Souterrain, Brackloon, Co. Mayo
Co. Mayo |
Settlement Sites
Beneath a circular earthwork at Brackloon in County Mayo, a passage may still exist, sealed off from the world and quietly forgotten.
The site sits within a rath, a type of enclosed farmstead built and occupied during the early medieval period, typically defined by one or more earthen banks and ditches. Inside that enclosure, local tradition holds that a souterrain was once accessible. A souterrain is an underground stone-built passage or chamber, constructed using drystone walling and covered with flat lintel stones laid across the top. They were common features of early medieval settlements across Ireland, used variously for storage, refuge, or ventilation. At Brackloon, the entrance was blocked up at some point in the past, and the interior has not been accessible since.
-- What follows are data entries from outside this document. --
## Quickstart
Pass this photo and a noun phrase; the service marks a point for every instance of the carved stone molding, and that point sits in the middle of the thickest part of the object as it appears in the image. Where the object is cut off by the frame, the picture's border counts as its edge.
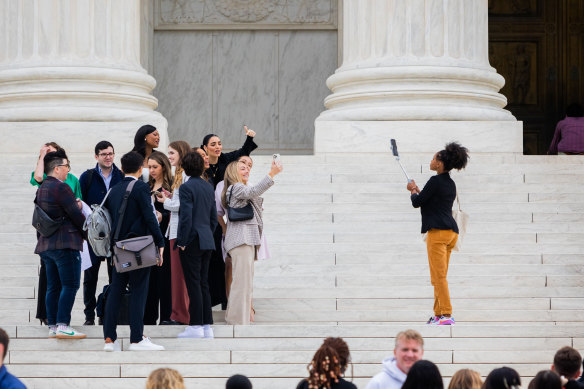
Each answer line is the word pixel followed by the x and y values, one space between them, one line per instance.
pixel 245 14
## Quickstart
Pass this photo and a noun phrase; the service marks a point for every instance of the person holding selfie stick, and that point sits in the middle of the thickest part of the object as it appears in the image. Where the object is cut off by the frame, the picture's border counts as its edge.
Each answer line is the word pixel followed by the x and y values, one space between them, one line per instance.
pixel 435 201
pixel 218 160
pixel 243 238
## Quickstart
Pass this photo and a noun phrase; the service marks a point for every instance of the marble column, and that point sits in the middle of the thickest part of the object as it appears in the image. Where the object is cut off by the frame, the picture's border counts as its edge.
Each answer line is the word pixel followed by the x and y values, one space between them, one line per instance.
pixel 70 71
pixel 416 64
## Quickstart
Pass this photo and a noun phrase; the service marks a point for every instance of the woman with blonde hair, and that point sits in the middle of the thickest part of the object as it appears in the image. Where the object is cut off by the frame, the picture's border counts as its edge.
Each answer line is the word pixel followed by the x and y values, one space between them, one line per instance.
pixel 165 378
pixel 466 379
pixel 180 298
pixel 242 238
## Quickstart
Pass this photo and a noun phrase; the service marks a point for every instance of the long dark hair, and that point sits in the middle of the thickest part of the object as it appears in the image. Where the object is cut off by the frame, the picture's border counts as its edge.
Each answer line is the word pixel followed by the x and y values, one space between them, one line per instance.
pixel 140 139
pixel 423 375
pixel 454 156
pixel 328 364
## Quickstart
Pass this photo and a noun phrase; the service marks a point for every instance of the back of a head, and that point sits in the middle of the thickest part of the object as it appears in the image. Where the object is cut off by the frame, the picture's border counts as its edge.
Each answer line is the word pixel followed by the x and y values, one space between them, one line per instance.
pixel 4 341
pixel 546 379
pixel 502 378
pixel 238 381
pixel 424 375
pixel 52 159
pixel 165 378
pixel 454 156
pixel 567 362
pixel 466 379
pixel 132 162
pixel 574 110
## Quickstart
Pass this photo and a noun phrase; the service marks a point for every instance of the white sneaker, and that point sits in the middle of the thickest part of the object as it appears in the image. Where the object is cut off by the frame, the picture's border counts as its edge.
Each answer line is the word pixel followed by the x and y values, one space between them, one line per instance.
pixel 145 345
pixel 66 332
pixel 192 332
pixel 208 331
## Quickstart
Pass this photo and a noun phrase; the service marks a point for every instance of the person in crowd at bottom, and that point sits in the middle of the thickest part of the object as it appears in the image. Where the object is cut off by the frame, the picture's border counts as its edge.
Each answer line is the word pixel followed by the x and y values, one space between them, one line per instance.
pixel 243 237
pixel 546 379
pixel 567 364
pixel 139 220
pixel 409 348
pixel 327 368
pixel 165 378
pixel 159 286
pixel 37 177
pixel 465 379
pixel 60 251
pixel 197 221
pixel 7 380
pixel 424 375
pixel 238 381
pixel 435 202
pixel 502 378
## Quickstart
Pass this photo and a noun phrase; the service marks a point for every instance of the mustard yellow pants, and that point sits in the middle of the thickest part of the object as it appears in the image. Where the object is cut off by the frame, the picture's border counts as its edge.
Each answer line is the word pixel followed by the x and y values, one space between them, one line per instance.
pixel 439 244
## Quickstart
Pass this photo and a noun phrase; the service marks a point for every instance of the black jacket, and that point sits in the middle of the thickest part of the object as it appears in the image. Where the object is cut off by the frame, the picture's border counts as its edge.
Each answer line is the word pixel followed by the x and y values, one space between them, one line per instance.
pixel 93 187
pixel 197 214
pixel 139 219
pixel 436 201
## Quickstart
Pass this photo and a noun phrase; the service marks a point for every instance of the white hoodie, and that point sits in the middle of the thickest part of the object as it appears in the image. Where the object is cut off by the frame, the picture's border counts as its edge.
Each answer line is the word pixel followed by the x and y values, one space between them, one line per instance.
pixel 390 378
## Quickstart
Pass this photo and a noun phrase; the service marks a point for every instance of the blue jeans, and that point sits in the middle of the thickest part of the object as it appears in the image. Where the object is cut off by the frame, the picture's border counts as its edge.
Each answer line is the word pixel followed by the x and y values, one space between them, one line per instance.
pixel 63 278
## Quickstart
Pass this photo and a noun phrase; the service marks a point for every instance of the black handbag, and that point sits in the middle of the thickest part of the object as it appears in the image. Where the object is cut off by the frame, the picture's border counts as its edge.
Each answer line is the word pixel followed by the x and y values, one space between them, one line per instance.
pixel 133 253
pixel 43 223
pixel 239 214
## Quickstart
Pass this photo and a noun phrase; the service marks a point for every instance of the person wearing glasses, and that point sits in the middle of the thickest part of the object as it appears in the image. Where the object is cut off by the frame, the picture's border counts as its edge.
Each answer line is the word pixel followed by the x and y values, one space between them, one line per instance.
pixel 60 250
pixel 95 183
pixel 37 177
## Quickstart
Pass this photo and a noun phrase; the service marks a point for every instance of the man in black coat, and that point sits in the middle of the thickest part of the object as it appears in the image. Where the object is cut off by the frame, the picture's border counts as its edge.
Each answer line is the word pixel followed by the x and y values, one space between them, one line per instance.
pixel 197 221
pixel 139 220
pixel 94 186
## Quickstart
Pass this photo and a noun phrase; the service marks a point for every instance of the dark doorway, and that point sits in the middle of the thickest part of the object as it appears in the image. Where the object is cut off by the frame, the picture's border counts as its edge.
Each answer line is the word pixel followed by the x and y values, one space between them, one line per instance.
pixel 538 46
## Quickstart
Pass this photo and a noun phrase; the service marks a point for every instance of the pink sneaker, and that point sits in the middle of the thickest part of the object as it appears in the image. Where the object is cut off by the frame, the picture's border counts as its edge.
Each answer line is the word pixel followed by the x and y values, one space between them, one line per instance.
pixel 445 321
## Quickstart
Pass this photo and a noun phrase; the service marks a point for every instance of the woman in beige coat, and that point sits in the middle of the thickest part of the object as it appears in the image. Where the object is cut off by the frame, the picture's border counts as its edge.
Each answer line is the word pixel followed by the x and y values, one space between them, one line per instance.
pixel 242 238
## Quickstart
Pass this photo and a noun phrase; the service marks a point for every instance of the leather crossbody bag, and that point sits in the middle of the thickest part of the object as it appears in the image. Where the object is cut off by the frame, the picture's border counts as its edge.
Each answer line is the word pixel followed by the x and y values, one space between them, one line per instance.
pixel 239 214
pixel 43 223
pixel 133 253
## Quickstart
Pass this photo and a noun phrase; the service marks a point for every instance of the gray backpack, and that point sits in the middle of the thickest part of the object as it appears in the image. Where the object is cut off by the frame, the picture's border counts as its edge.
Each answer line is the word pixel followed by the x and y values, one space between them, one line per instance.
pixel 98 226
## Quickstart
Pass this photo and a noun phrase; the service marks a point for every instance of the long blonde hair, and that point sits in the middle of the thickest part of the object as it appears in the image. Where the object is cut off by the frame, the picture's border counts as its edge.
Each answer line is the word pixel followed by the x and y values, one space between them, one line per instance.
pixel 182 148
pixel 231 177
pixel 165 379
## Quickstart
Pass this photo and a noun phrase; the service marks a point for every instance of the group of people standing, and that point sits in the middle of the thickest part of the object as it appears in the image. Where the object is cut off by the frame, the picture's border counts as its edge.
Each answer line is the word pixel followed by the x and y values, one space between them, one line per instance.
pixel 205 260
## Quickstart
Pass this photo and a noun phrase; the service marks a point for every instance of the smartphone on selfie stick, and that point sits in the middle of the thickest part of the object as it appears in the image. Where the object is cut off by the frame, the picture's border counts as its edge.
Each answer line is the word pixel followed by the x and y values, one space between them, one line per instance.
pixel 393 146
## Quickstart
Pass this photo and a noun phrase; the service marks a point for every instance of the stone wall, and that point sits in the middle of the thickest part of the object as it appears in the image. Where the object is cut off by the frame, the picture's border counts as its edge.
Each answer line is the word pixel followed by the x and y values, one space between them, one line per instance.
pixel 218 68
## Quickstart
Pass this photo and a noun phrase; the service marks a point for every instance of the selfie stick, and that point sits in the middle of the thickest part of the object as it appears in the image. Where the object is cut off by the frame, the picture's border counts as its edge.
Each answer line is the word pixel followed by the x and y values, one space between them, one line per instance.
pixel 396 155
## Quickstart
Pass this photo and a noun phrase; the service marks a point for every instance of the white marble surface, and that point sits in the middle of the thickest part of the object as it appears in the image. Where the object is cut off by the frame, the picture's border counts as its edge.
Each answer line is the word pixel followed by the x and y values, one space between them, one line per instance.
pixel 415 60
pixel 416 136
pixel 272 81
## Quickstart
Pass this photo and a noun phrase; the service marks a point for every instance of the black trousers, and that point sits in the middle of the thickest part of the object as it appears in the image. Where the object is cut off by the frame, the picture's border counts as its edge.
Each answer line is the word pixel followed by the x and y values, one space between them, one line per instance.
pixel 42 292
pixel 159 290
pixel 195 263
pixel 217 272
pixel 138 280
pixel 90 278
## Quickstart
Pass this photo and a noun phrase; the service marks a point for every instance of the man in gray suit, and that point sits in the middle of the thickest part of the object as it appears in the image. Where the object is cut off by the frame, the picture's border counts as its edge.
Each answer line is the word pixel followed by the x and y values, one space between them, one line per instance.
pixel 197 221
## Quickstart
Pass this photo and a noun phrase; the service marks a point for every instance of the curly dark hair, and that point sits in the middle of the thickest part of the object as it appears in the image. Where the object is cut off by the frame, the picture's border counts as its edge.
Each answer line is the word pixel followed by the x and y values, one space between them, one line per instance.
pixel 454 156
pixel 328 364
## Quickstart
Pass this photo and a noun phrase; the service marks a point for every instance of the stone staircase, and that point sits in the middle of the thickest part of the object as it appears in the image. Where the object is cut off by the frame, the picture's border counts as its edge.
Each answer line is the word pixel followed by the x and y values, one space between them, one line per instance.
pixel 348 260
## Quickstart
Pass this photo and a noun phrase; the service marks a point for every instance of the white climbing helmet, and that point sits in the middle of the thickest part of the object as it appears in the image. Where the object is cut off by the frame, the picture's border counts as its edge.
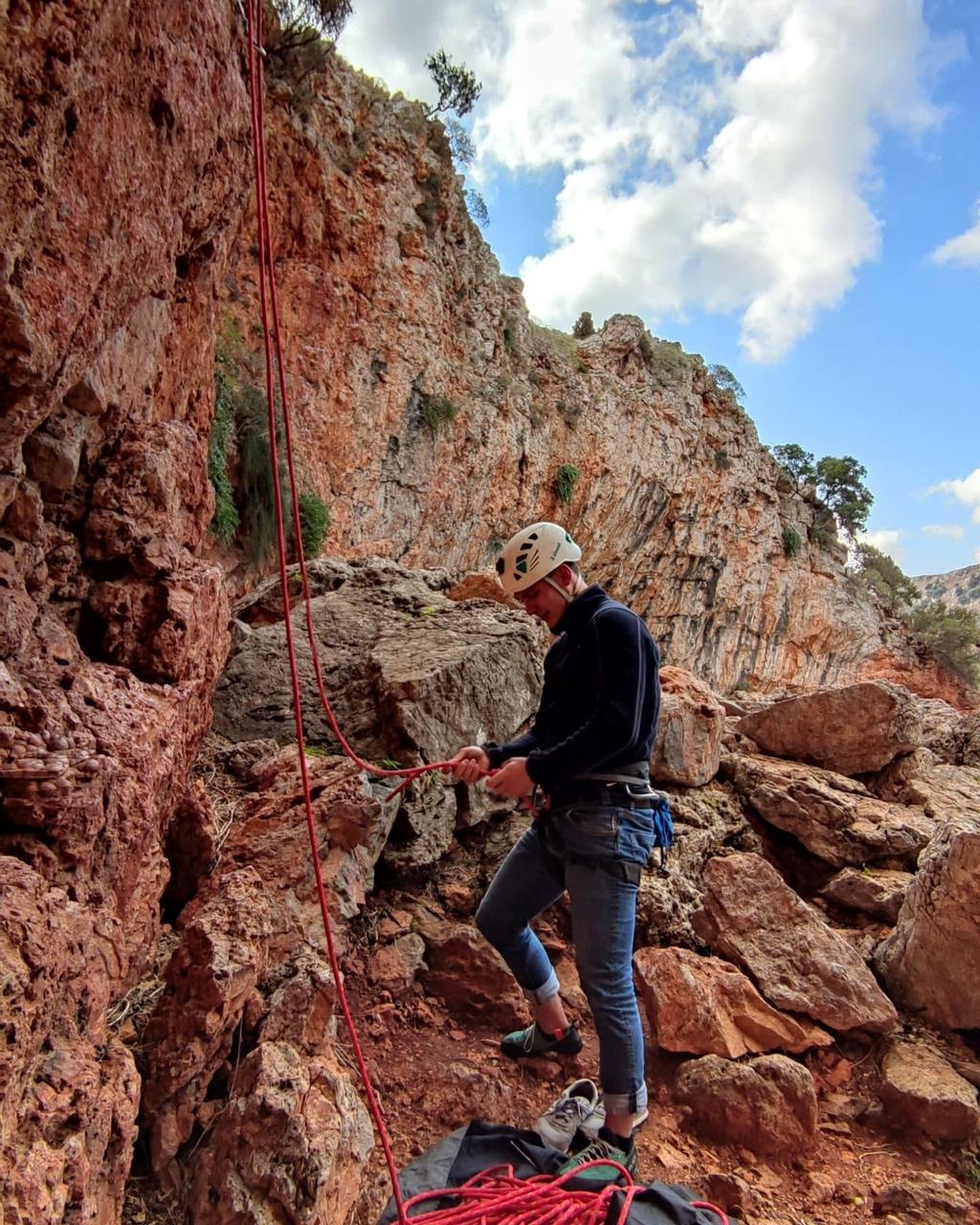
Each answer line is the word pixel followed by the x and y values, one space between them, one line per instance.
pixel 533 554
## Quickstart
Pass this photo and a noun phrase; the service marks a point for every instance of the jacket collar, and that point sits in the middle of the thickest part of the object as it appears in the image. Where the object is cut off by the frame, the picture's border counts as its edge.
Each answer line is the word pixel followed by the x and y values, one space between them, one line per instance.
pixel 581 612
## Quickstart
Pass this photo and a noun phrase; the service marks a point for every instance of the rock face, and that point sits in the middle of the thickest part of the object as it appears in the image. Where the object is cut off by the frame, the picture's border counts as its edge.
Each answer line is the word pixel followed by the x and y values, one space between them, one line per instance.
pixel 411 674
pixel 390 299
pixel 873 891
pixel 704 1006
pixel 243 1036
pixel 834 816
pixel 689 733
pixel 920 1089
pixel 121 209
pixel 931 961
pixel 850 730
pixel 797 962
pixel 768 1105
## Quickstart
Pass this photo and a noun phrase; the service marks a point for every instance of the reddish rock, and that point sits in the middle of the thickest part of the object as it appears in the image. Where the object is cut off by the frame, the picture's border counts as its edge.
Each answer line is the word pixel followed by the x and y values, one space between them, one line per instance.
pixel 931 961
pixel 468 975
pixel 850 730
pixel 834 816
pixel 394 966
pixel 925 1198
pixel 799 963
pixel 689 733
pixel 874 892
pixel 920 1090
pixel 768 1103
pixel 703 1006
pixel 293 1136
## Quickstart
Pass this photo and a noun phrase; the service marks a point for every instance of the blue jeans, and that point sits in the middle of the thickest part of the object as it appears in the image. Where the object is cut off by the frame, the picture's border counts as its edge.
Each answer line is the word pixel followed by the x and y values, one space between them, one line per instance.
pixel 544 862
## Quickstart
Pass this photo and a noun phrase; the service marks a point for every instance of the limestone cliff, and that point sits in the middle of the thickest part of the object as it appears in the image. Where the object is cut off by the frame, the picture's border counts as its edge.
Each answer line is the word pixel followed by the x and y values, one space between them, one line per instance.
pixel 390 296
pixel 123 249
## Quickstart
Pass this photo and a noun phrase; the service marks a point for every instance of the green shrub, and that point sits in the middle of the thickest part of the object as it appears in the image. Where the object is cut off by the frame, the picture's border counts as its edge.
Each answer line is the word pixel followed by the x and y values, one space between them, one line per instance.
pixel 840 485
pixel 725 381
pixel 791 542
pixel 257 491
pixel 565 481
pixel 884 577
pixel 950 635
pixel 569 412
pixel 226 521
pixel 665 359
pixel 314 522
pixel 436 412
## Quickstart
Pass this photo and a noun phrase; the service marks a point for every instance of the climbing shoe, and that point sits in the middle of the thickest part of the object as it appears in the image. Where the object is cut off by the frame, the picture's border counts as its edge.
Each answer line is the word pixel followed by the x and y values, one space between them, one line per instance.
pixel 604 1171
pixel 580 1107
pixel 533 1040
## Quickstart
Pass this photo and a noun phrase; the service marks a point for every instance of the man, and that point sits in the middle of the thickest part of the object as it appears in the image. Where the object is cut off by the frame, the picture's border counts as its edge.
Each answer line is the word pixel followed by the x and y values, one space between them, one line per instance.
pixel 587 753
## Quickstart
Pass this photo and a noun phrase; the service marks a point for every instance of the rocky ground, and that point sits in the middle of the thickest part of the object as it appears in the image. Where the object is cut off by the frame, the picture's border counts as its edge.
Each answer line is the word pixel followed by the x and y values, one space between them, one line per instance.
pixel 435 1063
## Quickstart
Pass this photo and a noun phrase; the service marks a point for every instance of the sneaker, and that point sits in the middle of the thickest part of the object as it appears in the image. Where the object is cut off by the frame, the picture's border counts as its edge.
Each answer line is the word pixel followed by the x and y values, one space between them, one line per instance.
pixel 536 1041
pixel 580 1107
pixel 602 1173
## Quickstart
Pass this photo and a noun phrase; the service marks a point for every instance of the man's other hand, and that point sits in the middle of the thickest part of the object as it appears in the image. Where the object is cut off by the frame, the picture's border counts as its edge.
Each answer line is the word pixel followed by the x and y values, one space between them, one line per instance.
pixel 511 779
pixel 469 765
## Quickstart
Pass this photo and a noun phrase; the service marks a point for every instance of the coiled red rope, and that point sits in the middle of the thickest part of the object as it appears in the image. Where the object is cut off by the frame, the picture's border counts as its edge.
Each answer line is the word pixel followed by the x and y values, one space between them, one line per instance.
pixel 491 1198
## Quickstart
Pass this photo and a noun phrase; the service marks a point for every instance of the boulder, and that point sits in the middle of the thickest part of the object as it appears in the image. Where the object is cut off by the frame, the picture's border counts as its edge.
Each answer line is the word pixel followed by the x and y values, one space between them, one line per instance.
pixel 768 1105
pixel 703 1006
pixel 924 1198
pixel 394 966
pixel 834 816
pixel 707 821
pixel 294 1132
pixel 931 961
pixel 468 974
pixel 850 730
pixel 689 733
pixel 873 891
pixel 411 674
pixel 751 917
pixel 922 1092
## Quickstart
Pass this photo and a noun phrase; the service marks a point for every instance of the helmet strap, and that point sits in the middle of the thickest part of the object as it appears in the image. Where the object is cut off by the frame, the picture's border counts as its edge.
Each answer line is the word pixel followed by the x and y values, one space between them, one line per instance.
pixel 567 595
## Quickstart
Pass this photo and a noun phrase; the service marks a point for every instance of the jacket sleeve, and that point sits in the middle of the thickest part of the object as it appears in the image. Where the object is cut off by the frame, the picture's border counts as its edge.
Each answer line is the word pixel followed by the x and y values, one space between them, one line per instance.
pixel 613 723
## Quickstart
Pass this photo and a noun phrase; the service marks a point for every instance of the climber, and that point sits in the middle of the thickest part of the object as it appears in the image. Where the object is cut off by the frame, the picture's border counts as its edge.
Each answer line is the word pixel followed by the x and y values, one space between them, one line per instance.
pixel 585 764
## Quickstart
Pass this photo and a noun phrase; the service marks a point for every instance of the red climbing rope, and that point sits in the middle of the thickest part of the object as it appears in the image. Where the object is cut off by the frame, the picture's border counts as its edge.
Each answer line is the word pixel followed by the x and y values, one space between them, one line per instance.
pixel 266 271
pixel 491 1198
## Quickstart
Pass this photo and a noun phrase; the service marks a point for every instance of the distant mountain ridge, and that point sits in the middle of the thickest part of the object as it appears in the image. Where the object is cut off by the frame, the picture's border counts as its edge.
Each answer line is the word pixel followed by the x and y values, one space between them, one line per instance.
pixel 958 587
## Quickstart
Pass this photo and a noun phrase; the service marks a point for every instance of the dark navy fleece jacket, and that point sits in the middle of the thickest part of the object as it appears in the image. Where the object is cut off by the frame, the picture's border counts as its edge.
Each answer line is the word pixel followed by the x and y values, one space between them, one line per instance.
pixel 600 699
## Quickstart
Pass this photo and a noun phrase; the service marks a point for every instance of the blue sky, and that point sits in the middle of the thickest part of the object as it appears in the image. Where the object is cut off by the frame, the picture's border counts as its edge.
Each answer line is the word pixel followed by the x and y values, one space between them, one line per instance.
pixel 787 187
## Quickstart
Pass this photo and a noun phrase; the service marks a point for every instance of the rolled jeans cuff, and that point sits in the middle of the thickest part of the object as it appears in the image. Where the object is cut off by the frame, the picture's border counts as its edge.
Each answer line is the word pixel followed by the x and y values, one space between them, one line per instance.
pixel 547 990
pixel 626 1102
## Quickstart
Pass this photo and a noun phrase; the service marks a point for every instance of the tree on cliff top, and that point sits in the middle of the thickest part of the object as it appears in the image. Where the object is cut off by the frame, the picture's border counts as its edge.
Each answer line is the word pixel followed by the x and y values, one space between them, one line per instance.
pixel 458 88
pixel 840 484
pixel 302 21
pixel 886 578
pixel 797 464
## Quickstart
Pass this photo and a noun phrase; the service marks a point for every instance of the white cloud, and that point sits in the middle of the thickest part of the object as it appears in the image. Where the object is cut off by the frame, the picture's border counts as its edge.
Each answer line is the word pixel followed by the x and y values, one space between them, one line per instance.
pixel 884 541
pixel 966 490
pixel 953 530
pixel 963 249
pixel 714 156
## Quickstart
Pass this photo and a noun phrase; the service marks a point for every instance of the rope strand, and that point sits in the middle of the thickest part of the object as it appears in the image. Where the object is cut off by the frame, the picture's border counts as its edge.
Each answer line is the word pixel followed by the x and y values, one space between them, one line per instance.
pixel 491 1197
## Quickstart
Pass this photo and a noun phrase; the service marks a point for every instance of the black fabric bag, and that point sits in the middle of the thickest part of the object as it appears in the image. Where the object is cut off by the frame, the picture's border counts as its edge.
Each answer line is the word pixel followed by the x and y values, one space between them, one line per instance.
pixel 480 1146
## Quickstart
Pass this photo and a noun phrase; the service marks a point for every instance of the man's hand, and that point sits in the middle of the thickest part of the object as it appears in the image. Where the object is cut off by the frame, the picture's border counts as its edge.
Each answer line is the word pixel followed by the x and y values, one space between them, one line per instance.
pixel 469 765
pixel 511 779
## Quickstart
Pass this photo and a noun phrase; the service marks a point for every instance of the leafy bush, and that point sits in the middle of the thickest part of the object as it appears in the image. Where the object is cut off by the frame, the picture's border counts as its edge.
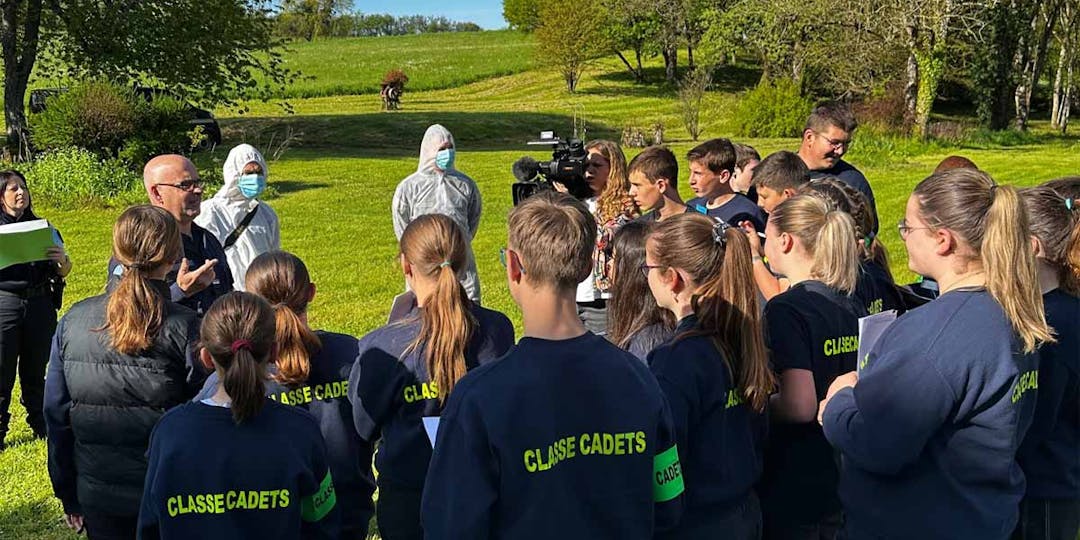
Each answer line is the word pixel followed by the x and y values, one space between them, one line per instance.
pixel 95 115
pixel 772 109
pixel 75 176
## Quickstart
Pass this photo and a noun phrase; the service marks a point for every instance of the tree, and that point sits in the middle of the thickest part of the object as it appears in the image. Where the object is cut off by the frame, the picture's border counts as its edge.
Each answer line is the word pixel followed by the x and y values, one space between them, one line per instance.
pixel 208 51
pixel 567 44
pixel 523 14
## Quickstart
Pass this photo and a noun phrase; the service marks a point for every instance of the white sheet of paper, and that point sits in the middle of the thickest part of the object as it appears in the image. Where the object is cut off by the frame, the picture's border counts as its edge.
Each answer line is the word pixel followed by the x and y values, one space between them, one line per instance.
pixel 431 426
pixel 869 331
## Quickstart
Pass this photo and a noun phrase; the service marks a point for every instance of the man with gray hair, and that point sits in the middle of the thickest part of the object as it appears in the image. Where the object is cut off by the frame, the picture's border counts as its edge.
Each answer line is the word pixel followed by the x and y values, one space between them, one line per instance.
pixel 172 183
What remains visible above ground is suggestive rather than conclusive. Two large stone slabs protrude obliquely from the grass to the west of the rath's centre, angled in a way that distinguishes them from ordinary field clearance. These may mark the location of the blocked passage below, the lintel stones of a collapsed or deliberately sealed entrance pressing upward through the turf. No excavation appears to have been carried out, and the tradition of the souterrain rests on local memory rather than documented investigation. That combination, an earthwork of early medieval origin, a blocked underground structure, and two anomalous stones breaking the surface at an odd angle, gives the site a quality common to many Irish monuments: most of what it contains remains out of reach.